Just a few days before he died, Pope Francis met nurses and medics from Rome’s Gemelli hospital, where for five weeks he had been treated for severe pneumonia, to thank them for their care.
Leading the group of 70 men and women was Elena Beccalli, who in June last year became the first female rector of Milan’s Catholic University of the Sacred Heart. The university’s health faculty in Rome has close ties with Gemelli.
“Thank you for the service in hospital, it was very good, keep it up,” Francis told the group, before turning to Becalli and adding: “When women are in charge, things go well!”
It was not the first time Francis had publicly praised the role of women, and throughout his 12-year papacy he made strides in boosting the female workforce in the Vatican while appointing several women into the top echelons of its governance.

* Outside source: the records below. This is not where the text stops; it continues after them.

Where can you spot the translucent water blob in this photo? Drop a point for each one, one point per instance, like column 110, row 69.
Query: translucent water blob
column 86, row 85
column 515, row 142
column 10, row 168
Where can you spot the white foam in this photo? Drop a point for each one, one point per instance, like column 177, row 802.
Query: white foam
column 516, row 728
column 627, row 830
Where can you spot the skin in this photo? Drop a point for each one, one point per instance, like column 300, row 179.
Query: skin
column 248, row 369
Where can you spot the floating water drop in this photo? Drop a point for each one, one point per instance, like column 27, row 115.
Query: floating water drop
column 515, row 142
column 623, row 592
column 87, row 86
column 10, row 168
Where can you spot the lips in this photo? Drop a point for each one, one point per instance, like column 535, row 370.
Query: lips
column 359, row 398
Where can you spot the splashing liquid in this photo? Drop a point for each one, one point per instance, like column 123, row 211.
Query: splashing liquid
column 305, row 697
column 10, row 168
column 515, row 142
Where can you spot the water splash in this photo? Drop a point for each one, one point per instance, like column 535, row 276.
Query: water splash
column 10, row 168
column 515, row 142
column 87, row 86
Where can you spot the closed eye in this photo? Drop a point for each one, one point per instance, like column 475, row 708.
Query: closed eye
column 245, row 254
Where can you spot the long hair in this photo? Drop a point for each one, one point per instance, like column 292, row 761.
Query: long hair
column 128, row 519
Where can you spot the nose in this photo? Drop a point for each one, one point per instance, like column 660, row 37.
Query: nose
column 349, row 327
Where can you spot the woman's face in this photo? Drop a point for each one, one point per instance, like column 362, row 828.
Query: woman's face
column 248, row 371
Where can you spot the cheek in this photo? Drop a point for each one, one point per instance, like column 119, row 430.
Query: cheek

He also gave women the right to vote during synods, the periodic Vatican summits involving the world’s bishops.
But in other areas, whether it be the handling of accusations of clerical abuse of nuns or his repeated assertions that women could never become priests, Francis leaves behind a disparate legacy.
That women are still mostly passive participants in the church was made clear by their absence during his funeral mass in St Peter’s Square among the mourners filling the seats surrounding the altar and front rows on the side of the pulpit reserved for Catholic church leaders.

Instead, nuns stood among crowds of pilgrims and tourists, mostly making do with following the service on TV screens.
Meanwhile, the theme of women has so far been missing from the discussion among cardinals as they share visions for the future of the church during their daily pre-conclave meetings, at least according to briefings given to the press by a Vatican official.
But as the men prepare to enter the Sistine Chapel to elect a new pope on Wednesday, all the while capturing the world’s attention, the onus will be on a team of women working behind the scenes to ensure everything goes well.
In a mission led by the sisters who manage Casa Santa Marta, the guesthouse where the 133 sequestered cardinal-voters will reside during the conclave, their task will be to cook for the men and clean their bedrooms. The nuns will also assist them in managing their daily needs, especially the more frail among them, while providing spiritual support for their electoral duty through prayer.
“It is the women who actually hold everything together,” said Gloria Branciani, a former nun. “But the Catholic church remains a patriarchal institution where women are barely even listened to.”
Branciani should know. She left the nunhood after allegedly being sexually abused for years – including being forced into having threesomes – by Marko Rupnik, a once-prominent Jesuit artist-priest who was friends with Francis.
Rupnik, who has been accused of abuse by at least nine women, was excommunicated in 2020 for absolving a woman with whom he had sex, only to be reinstated after he repented. Rupnik was finally expelled from the Jesuit order in June 2023 after the “degree of credibility” of the allegations against him was found to be “very high”. However, he remains a priest and is now based at a diocese in Koper, in his native Slovenia.
Branciani had long reported the abuse, but claimed she was never listened to. There was hope in 2019 when Francis became the first pontiff to publicly admit that priests had sexually abused nuns, but he failed in his pledge to do more to fight the problem.
The Rupnik case is with the Dicastery for the Doctrine of the Faith, the Vatican body responsible for overseeing the church’s prosecution of serious crimes. But it has been slow to progress, with Rupnik’s alleged victims being told that judges were deterred from taking on the case because the women had spoken to the press.

“Gloria made the first complaint in 1993, and if it had been dealt with at that time we would never have needed to turn to the media … and how many victims would have been spared?” said Laura Sgrò, a lawyer representing Bracciani and other alleged victims, and the author of a recently published book about the case, Stupri Sacri (Sacred Rapes).
Sister Livia Angelillis, a nun based in Tuscany, said the problem of clerical abuse against nuns had always been there, “whether in a light or heavy form”. “They were afraid to speak out – nuns tend to view priests as Jesus on Earth,” she said. “But Francis’s acknowledgment has at least given more women the courage to report it.”
The major obstacle limiting the power of women in the church is the ban on them becoming priests. “They don’t have voices,” said Sgrò.
The battle for female priests has long been fought by the Catholic Women’s Ordination (CWO), a global organisation that challenges misogyny in the church. Pat Brown, a spokesperson for CWO, said that while Francis was “wonderful” in so many ways, he appeared to have a blind spot when it came to giving women “justice”. “There is absolutely no argument why women can’t be priests – it is misogyny,” she said.
Justice is exactly what Branciani would like to see from the next pope. “Words are all well and good but we need substance, starting with an immediate trial [against Rupnik]. But real reforms can only really begin once women can train to become priests.”